We want to be looked upon as smart and as having thoughts worth saying. One of the fast ways to do this is to beat another smart person in a rhetorical fight. But smart people are hard to beat in such fights because, being smart, they tend to think correct thoughts. Therefore we have a subconscious motivation to misread them and fight against what they did not say. This is the only way someone without extraordinarily high amounts of expertise and insight can "win" against Paul Graham in his primary domain of thought. There's a real social pressure for people who comment on other people's thoughts to create straw-man lookalikes of the thoughts rather than to address the thoughts themselves.

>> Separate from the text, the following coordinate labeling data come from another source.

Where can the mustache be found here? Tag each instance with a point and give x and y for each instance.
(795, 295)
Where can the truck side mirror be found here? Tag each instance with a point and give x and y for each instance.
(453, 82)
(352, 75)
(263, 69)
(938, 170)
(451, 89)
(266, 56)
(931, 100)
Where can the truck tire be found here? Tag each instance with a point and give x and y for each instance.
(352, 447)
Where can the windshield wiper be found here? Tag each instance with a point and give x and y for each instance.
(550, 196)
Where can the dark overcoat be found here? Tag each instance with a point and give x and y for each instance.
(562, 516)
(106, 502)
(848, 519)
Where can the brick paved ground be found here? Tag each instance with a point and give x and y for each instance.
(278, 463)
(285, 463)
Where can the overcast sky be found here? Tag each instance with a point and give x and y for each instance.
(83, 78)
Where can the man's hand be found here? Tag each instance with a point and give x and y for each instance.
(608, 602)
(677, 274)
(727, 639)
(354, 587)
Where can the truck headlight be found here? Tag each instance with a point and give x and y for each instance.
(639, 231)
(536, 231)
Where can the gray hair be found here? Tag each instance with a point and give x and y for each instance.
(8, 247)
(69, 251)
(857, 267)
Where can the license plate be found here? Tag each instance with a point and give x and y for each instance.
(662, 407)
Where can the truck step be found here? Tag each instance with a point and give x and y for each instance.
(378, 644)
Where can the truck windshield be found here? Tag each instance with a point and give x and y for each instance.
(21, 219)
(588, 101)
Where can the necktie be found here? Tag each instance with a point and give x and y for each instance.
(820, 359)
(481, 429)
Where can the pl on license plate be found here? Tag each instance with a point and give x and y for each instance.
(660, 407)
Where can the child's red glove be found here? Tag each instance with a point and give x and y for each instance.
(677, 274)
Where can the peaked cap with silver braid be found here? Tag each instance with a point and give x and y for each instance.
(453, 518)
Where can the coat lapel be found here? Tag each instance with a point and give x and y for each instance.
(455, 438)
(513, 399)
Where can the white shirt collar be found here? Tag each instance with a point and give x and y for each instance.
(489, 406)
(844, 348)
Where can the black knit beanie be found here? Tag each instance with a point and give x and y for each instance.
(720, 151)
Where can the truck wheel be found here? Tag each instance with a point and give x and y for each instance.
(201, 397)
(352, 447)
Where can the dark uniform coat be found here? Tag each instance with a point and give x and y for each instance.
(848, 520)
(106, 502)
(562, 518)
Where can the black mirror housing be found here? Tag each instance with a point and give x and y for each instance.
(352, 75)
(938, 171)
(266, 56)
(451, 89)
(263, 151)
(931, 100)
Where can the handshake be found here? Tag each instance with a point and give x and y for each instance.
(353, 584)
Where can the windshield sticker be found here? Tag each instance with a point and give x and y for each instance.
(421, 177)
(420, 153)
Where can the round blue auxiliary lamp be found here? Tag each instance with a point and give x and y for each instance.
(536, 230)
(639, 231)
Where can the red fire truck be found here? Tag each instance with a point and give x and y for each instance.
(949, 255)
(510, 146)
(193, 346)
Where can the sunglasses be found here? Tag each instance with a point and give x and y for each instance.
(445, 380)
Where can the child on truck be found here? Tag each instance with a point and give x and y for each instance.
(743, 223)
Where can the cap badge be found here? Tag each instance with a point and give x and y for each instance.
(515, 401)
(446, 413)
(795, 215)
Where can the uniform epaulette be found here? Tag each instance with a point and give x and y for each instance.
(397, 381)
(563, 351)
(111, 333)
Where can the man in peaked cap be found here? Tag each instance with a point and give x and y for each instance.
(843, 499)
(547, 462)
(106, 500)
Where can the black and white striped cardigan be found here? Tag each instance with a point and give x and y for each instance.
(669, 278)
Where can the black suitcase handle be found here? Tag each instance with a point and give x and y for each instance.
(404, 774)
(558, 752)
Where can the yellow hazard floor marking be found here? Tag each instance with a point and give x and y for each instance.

This seems like a very common problem on the Internet, perhaps even more so than in the rest of life. Most of the HN comments I disagreed with on this thread: http://news.ycombinator.com/item?id=1729501 regarding "How Universities Work," an essay I wrote, concern misreadings.
The same thing happened regarding an essay about the movie Avatar. In fact, it was so common that I wrote another essay examining the reaction to the first: http://jseliger.com/2009/12/30/trolls-comments-and-slashdot-... .
I think one reason pg says things like, "I don't mean..." in his essays is avoid this kind of thing as much as possible. I'm a grad student in English and assign a couple of his essays to freshmen; the most common disagreements they have are with things not actually said in the essay. A favorite question I ask in class or on their journal entries: "Where do you see that?" The usual answer turns out to be, "nowhere."